- Born: 1940 Satkania, Chittagong, Bengal Presidency, British India
- Died: 3 August 2022 (aged 82) Chittagong, Bangladesh
- Political party: Bangladesh Awami League
- Spouse: Fatema Saleh

= Abu Saleh (politician) =

Bangladeshi politician (1940–2022)

Abu Saleh (আবু ছালেহ; 1940 – 3 August 2022) was a Bangladeshi politician, independence activist, and a member of the Constituent Assembly of Bangladesh. He was one of the organisers of the Bangladeshi Liberation War.
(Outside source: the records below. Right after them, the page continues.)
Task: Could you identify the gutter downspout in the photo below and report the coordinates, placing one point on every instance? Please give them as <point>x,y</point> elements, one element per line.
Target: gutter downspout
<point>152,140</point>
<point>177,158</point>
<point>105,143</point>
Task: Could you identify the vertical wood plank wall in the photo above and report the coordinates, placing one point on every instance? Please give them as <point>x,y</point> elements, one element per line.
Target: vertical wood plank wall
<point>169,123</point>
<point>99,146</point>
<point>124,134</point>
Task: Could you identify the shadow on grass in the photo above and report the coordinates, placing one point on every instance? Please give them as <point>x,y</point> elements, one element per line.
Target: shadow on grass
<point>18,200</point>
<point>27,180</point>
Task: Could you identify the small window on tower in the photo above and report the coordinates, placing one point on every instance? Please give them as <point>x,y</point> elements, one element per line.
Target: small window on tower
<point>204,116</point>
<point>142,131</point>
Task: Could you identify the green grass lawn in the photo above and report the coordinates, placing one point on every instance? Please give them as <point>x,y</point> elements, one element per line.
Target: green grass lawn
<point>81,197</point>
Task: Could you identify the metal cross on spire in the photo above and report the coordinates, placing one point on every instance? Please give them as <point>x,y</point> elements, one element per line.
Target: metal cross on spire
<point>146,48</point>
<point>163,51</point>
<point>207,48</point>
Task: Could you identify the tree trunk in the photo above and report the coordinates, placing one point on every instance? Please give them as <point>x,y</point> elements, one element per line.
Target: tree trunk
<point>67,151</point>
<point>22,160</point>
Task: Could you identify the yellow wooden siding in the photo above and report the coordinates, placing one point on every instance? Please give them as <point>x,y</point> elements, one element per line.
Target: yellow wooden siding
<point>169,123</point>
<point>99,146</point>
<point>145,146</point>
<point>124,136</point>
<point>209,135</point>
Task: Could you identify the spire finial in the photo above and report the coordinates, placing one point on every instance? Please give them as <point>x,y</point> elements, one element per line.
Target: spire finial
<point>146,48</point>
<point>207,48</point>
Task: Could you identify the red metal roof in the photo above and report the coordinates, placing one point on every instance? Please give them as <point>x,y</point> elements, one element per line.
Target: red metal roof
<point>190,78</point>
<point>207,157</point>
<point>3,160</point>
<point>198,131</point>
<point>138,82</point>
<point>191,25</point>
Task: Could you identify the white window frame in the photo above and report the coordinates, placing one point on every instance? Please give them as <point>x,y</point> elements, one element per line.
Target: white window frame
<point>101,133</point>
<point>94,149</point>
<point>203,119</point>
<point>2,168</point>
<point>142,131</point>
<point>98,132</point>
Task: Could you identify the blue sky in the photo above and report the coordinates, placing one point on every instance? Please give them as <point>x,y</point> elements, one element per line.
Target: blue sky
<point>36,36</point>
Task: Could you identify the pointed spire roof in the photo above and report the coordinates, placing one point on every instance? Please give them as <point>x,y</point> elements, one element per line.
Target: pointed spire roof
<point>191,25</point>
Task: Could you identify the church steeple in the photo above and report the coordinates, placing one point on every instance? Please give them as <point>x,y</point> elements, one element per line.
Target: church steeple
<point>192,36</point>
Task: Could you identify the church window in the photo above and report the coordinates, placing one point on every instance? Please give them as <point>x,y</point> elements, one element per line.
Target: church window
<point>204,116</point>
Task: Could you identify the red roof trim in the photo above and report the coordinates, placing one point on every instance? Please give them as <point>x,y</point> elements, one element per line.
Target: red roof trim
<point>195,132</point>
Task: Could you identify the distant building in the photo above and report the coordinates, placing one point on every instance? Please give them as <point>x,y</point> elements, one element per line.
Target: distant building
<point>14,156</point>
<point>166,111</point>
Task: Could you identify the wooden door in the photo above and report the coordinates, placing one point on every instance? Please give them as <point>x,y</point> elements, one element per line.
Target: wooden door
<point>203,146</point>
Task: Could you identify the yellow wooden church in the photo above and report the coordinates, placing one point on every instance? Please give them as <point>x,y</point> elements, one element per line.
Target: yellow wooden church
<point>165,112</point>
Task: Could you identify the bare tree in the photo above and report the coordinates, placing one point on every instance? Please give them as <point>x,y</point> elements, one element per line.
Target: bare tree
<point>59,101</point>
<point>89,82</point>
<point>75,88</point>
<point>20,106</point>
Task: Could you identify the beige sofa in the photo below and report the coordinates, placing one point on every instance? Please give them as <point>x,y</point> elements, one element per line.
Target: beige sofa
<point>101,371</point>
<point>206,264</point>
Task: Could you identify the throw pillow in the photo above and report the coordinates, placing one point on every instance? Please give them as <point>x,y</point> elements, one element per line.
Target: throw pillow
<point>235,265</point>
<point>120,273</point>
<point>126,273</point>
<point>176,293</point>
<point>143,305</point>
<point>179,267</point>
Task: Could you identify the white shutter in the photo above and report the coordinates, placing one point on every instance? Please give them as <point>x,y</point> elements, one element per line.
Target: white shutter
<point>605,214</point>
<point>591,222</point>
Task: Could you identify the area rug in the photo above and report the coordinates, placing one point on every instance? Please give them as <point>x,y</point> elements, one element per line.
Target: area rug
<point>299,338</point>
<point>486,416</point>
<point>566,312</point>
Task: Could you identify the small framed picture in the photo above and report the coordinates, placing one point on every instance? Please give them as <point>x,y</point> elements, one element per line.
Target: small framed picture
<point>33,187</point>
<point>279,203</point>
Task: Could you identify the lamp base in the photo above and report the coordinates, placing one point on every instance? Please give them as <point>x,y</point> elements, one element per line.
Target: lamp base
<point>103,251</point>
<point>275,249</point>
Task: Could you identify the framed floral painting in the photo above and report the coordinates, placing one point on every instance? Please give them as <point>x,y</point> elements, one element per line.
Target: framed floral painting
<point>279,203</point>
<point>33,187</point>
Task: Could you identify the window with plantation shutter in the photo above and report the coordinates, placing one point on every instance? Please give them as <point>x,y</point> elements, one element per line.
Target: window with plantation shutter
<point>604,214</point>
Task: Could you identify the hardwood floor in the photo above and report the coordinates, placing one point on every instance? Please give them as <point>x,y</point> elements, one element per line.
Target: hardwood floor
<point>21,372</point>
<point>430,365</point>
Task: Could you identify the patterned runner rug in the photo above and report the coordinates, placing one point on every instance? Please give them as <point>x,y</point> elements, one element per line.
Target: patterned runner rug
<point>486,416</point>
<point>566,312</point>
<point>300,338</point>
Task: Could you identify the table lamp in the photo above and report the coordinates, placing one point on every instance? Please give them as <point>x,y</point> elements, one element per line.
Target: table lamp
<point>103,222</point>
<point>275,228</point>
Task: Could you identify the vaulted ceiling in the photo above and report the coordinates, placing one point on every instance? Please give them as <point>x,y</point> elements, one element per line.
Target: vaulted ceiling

Saleh was also a close companion of the first president of Bangladesh, Sheikh Mujibur Rahman.

==Life and career==
Saleh was born in Satkania Upazila, Chittagong District in 1940. During the 1960s, he was a student leader in Chittagong and an organiser of the Bangladesh Liberation War. He participated in the National Assembly elections for the Awami League, held on 6 December 1970, and was elected MNA of Satkania-Kutubdia-Chakaria (N-E-160) upazila. Saleh served as the co-captain of Chittagong South and East during the Liberation War. Furthermore, he served as president of the Chhatra League in the Chittagong District and as general secretary of the Awami League in Chittagong South District.

Saleh died on 3 August 2022, at the age of 82, at a private hospital in Chittagong City.